The Clipper model name was revived for 1953.  Above is a Packard Clipper Touring Sedan.  Its side trim differs from that of higher-priced Packards.

For 1954, Packard Clippers became even more visually distinctive.

The grille was almost the same as those of senior Packards, but Packard Clippers were given a different rear fender and tail light treatment.  Pictured here and in the previous photo is a Packard Clipper Panama hardtop.

Facelifted 1955 Packard Clippers received a distinctive set of thin, vertical bars on its grille as well as chrome trim providing two-tone paint schemes that differed from other Packards.  The rear fender style was carried over from 1954.

Clipper became a separate brand for the 1956 model year only.  The promotional material above compares Packard and Clipper grilles.  Both retain the traditional Packard upper frame theme, but the Clipper again has bars instead of a grid pattern.  The Packard crest was dropped for 1955 and the ship's wheel substituted.

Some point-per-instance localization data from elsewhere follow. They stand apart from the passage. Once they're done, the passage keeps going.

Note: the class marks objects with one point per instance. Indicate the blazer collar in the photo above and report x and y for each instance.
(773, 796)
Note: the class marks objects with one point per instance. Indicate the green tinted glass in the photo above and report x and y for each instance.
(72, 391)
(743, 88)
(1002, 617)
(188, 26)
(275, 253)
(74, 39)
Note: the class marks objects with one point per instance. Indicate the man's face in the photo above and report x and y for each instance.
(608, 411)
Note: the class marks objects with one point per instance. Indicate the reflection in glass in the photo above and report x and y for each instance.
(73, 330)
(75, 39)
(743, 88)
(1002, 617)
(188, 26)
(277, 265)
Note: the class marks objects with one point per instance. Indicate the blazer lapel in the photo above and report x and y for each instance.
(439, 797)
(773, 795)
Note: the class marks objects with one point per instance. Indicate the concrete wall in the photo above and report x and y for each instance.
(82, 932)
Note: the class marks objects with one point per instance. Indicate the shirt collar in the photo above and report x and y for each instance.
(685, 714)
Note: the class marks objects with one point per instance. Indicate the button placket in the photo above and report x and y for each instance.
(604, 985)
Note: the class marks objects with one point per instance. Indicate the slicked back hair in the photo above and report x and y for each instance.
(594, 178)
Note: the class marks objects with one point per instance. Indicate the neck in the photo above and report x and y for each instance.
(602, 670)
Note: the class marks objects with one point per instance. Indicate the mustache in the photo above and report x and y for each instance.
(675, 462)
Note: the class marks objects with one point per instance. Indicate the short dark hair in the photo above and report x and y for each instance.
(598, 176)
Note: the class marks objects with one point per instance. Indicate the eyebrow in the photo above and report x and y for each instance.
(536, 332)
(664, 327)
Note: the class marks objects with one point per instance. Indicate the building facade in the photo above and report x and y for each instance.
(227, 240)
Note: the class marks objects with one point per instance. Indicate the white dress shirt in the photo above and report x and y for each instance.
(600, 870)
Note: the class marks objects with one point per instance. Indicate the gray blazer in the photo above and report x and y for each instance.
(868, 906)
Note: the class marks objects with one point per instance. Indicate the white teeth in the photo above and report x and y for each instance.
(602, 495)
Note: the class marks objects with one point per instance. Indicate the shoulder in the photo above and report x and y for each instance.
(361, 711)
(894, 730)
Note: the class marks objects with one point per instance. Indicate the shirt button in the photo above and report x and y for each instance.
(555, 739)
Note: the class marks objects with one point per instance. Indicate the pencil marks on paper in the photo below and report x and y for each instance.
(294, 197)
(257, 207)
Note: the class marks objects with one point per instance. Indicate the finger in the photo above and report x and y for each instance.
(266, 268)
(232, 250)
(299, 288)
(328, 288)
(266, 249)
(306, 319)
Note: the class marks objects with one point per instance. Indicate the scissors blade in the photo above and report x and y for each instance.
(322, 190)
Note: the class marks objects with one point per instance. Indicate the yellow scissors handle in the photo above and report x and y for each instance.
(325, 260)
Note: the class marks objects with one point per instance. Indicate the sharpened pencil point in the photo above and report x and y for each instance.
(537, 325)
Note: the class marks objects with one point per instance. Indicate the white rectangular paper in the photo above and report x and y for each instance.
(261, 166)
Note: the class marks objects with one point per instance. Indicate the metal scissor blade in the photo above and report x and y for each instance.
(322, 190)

Two views of a for-sale 1956 Clipper Super Panama showing the Clipper side two-tone scheme.  The taillights and rear fenders are restyled.

Packard extended its 1956 line with the Packard Executive model slotted between Clippers and regular Packards.  The Executive had the Packard grille, the Clipper's rear fender design, and its own two-tone paint scheme.

An example of a standard 1956 Packard is this 400 hardtop.  Hyman auctions photo.